This post is written by Joe Jaeger, CEO of Statecraft, an online international relations simulation:
In college my degree was based on my desired career. At the time I chose political science in order to become a lawyer.
My parents frantically recommended I pick a more “technical” degree. I loved and was fascinated by political science, but chose to also major in business “just in case” I changed my mind.
Sadly, many employers are reluctant to hire political science majors. The belief is that the degree fosters thoughtful writers and researchers instead of the problem solvers that many think can be found with business degrees.
As a student of business and political science and also an employer I must admit that I understand this perception. In political science I learned how to research and interpret vast amounts of data to come to a conclusion. As a business student I was required to do the same, but only as due diligence for implementing plans to solve problems or achieve goals.
Political science students are trained to answer questions like “Does illegal immigration from Mexico have a positive or negative effect on the economies of border towns?” Business students are trained to answer, “What immigration plan would most benefit the economies of border towns and how should this plan be implemented?”

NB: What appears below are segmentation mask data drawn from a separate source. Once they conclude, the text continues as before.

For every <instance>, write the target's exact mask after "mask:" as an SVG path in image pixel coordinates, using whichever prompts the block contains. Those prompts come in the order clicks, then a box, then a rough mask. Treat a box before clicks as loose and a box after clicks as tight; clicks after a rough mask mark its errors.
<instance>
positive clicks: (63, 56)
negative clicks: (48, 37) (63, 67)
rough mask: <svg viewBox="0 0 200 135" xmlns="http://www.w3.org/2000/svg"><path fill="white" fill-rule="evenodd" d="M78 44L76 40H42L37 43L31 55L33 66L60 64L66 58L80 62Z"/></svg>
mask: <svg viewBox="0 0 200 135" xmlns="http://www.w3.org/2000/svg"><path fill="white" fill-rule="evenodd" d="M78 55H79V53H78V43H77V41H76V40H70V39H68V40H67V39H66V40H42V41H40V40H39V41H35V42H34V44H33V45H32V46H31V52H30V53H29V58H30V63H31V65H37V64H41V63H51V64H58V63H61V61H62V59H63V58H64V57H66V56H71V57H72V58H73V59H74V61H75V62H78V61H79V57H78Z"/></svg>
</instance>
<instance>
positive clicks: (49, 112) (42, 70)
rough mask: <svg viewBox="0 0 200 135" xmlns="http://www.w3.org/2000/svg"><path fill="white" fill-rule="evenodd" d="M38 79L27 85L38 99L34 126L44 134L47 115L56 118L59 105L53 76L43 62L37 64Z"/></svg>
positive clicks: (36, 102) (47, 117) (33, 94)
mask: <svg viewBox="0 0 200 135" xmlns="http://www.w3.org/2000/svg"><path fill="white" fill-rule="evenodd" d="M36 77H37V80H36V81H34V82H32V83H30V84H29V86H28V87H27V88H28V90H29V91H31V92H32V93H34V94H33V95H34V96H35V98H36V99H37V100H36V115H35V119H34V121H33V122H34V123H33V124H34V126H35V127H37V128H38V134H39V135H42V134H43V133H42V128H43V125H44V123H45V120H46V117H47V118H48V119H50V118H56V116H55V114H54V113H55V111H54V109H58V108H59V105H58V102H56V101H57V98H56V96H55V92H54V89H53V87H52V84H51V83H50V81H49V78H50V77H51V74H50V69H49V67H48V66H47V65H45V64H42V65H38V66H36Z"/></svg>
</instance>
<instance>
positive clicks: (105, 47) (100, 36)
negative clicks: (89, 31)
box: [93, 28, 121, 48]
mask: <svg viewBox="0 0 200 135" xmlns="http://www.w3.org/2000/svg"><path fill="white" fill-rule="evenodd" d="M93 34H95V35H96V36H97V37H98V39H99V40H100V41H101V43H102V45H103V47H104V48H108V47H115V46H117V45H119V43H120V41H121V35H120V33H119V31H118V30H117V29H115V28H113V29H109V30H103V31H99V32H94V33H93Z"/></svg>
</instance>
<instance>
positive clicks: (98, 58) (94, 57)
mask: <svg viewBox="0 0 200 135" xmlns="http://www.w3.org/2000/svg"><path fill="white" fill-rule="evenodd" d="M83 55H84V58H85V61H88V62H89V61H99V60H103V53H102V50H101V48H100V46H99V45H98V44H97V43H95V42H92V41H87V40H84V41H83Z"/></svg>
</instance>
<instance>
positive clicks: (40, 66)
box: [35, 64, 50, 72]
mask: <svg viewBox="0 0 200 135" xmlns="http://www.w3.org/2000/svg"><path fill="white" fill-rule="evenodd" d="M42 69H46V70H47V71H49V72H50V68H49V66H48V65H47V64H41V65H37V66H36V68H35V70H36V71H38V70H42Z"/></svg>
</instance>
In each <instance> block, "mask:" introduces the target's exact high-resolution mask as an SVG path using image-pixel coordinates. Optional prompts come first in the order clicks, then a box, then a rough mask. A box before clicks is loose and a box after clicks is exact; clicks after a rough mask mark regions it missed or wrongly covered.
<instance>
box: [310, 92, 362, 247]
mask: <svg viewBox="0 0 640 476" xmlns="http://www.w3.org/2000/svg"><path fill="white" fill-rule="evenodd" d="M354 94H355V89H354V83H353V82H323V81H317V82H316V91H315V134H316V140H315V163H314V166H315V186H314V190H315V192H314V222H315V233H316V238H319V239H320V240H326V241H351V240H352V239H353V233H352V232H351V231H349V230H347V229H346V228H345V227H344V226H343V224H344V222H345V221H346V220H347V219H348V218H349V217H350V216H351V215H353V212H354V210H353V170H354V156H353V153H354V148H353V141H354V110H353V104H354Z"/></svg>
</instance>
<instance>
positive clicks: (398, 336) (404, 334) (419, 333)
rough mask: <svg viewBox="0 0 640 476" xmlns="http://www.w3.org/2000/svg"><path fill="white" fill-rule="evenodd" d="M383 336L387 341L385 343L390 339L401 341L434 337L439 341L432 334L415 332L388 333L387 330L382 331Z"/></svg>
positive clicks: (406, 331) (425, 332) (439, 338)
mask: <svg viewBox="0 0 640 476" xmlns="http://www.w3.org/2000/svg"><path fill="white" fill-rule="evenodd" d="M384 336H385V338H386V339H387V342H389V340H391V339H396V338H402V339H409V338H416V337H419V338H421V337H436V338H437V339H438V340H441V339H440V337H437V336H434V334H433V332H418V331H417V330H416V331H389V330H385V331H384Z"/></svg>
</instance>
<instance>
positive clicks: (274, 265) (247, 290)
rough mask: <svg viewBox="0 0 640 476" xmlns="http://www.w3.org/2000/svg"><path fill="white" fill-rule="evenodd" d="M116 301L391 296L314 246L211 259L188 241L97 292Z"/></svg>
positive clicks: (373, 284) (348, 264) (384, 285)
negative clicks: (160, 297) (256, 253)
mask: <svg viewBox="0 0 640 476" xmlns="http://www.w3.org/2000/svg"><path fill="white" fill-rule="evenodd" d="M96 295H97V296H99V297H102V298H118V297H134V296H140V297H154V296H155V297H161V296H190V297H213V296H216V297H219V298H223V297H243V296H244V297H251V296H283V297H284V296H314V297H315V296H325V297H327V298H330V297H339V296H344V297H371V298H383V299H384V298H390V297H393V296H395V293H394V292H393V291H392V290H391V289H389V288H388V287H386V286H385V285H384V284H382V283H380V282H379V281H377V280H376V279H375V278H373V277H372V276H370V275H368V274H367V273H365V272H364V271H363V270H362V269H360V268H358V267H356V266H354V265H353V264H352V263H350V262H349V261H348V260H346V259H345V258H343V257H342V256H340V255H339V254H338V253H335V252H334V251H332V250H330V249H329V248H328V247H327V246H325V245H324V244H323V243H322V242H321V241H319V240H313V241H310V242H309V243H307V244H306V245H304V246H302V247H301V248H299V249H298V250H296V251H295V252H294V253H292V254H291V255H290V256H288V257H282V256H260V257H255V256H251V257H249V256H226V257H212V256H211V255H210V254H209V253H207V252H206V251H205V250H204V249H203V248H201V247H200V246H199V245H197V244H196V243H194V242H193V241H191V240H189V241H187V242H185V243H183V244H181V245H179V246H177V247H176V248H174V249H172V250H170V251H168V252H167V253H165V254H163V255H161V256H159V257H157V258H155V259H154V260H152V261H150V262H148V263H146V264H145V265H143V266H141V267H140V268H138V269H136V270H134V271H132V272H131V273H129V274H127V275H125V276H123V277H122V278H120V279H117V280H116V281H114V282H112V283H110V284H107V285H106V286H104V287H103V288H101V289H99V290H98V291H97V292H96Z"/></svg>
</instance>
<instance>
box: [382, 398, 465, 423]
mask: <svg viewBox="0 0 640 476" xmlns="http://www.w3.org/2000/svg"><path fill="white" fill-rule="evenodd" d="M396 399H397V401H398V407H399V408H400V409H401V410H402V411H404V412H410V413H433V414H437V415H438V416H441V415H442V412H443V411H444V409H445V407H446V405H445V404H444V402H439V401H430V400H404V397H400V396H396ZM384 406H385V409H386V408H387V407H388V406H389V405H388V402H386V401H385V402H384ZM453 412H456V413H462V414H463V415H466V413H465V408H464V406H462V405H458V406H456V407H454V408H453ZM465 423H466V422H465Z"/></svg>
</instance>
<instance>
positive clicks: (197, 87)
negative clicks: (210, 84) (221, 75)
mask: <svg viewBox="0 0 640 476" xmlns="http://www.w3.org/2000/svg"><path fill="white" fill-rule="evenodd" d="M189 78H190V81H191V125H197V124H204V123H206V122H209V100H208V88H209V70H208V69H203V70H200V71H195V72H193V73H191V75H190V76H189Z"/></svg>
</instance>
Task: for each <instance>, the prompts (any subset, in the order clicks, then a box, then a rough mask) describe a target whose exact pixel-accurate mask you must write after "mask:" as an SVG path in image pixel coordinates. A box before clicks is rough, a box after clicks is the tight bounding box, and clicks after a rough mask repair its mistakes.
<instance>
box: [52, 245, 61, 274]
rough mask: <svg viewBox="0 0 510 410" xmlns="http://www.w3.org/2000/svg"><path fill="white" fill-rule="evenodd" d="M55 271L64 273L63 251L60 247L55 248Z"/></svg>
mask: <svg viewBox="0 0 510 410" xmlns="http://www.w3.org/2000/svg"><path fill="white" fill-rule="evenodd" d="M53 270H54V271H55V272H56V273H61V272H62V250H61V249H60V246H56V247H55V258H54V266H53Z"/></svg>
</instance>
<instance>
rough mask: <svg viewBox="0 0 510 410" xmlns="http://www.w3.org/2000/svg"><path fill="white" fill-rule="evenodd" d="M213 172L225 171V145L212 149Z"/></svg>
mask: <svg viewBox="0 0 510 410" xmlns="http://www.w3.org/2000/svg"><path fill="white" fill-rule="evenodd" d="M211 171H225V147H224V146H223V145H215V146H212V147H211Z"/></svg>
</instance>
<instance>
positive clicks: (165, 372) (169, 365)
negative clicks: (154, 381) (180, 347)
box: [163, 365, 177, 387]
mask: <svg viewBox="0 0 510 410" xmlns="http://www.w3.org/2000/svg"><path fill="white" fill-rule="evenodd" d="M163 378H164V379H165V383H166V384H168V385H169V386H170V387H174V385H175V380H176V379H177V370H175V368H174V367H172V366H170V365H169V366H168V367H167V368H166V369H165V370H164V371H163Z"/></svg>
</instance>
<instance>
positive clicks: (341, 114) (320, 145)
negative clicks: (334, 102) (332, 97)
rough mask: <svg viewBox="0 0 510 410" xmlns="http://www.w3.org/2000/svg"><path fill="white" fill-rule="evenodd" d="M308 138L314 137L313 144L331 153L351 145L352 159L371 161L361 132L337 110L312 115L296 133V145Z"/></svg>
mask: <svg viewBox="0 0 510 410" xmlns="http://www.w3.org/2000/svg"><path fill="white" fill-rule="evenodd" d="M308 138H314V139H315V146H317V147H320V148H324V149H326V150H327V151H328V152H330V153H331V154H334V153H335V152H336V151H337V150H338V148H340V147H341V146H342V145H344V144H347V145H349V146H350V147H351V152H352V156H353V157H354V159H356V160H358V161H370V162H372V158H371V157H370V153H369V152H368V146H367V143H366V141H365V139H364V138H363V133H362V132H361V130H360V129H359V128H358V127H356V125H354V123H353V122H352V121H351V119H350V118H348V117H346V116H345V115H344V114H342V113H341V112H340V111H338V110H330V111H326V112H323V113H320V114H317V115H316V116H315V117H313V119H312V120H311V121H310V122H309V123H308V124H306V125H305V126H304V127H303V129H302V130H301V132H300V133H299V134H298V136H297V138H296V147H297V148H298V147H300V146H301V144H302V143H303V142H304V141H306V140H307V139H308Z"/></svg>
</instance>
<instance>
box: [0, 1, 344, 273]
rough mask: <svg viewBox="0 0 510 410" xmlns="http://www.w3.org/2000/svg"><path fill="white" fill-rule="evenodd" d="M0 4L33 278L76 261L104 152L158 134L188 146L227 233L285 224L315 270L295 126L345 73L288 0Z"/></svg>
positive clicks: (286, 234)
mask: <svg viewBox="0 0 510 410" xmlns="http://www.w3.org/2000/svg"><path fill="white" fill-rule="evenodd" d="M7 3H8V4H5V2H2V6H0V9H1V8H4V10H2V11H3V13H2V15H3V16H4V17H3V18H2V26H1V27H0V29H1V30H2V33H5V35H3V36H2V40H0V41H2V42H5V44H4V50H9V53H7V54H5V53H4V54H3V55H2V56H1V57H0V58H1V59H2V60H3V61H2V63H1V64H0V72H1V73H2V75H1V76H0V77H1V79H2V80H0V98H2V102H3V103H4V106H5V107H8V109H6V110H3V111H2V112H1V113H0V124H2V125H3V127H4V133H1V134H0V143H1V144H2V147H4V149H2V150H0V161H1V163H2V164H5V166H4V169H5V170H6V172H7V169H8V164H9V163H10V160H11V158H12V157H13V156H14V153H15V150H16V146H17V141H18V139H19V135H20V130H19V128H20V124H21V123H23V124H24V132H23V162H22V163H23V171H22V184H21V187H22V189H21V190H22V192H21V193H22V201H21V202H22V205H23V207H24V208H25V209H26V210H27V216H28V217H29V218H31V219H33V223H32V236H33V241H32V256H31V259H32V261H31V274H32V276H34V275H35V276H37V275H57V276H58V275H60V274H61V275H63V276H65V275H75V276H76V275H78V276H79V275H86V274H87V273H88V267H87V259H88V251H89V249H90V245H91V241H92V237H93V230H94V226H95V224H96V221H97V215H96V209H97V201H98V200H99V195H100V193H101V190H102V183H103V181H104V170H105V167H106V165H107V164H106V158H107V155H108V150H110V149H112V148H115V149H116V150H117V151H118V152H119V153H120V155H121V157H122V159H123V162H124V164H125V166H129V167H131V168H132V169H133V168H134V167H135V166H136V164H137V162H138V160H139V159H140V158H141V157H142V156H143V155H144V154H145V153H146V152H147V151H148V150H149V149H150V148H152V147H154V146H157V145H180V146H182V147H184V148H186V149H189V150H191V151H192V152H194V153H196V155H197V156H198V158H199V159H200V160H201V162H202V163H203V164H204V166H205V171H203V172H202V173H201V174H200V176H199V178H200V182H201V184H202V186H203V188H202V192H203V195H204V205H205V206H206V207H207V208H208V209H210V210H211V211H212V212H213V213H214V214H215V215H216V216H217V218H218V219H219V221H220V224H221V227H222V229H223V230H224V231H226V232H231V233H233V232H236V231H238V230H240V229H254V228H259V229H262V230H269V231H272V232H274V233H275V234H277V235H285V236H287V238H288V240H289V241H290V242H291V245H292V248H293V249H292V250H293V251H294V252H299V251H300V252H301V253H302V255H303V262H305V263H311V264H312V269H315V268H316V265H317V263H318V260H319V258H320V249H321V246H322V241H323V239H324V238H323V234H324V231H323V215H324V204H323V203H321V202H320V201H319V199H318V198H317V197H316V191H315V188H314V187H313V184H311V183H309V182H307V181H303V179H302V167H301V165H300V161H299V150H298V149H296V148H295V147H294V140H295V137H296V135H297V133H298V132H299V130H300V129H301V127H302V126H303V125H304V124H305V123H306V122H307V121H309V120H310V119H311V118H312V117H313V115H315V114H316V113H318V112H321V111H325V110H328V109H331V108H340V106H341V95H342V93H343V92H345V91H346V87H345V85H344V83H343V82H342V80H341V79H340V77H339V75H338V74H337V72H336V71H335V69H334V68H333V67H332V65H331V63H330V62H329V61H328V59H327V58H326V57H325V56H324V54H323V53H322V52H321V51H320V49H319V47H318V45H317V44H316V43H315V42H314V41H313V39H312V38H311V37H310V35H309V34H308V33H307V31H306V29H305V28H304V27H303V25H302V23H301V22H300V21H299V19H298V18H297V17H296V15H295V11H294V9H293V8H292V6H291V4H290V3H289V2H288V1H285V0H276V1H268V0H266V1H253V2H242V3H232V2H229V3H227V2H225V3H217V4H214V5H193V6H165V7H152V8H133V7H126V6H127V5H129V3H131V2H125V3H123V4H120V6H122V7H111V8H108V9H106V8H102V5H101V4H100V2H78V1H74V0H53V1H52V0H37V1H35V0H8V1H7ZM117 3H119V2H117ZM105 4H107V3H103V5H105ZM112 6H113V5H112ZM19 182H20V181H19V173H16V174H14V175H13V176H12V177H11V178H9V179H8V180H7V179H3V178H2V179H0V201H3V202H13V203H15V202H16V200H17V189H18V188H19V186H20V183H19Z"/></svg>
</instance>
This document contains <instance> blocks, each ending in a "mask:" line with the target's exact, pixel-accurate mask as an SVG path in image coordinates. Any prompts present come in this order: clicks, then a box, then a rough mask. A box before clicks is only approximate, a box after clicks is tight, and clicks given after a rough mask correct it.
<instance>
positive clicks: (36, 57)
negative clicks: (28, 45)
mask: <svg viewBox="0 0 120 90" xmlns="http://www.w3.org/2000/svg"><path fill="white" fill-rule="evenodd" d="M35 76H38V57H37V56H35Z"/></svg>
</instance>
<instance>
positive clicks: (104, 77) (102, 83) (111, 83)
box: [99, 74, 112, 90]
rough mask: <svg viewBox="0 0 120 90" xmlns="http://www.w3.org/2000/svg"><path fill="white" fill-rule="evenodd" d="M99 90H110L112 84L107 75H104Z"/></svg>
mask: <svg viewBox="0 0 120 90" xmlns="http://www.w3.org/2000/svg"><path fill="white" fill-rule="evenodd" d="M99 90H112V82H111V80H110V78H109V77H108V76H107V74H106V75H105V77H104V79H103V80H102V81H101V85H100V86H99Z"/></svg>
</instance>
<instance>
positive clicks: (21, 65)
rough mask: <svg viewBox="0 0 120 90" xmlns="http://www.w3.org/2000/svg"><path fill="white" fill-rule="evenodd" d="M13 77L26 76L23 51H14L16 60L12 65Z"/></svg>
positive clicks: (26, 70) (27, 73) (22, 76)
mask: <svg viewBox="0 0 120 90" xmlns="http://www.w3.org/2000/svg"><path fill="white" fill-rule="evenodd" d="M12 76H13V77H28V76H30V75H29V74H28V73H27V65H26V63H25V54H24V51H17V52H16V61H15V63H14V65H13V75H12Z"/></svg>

In order to maximize the employability of political science majors, students need to use concepts to solve problems. Changing expectations of what students research and write about will help; however, simulations are a more immediate solution as they require students to research, solve problems, negotiate, think critically, evaluate risk, and consider their resources and capabilities. These experiences often take years for businessmen to develop and are coveted by employers across all industries. The more simulations become a part of political science degree plans, the more needing a technical degree “just in case” won’t exist.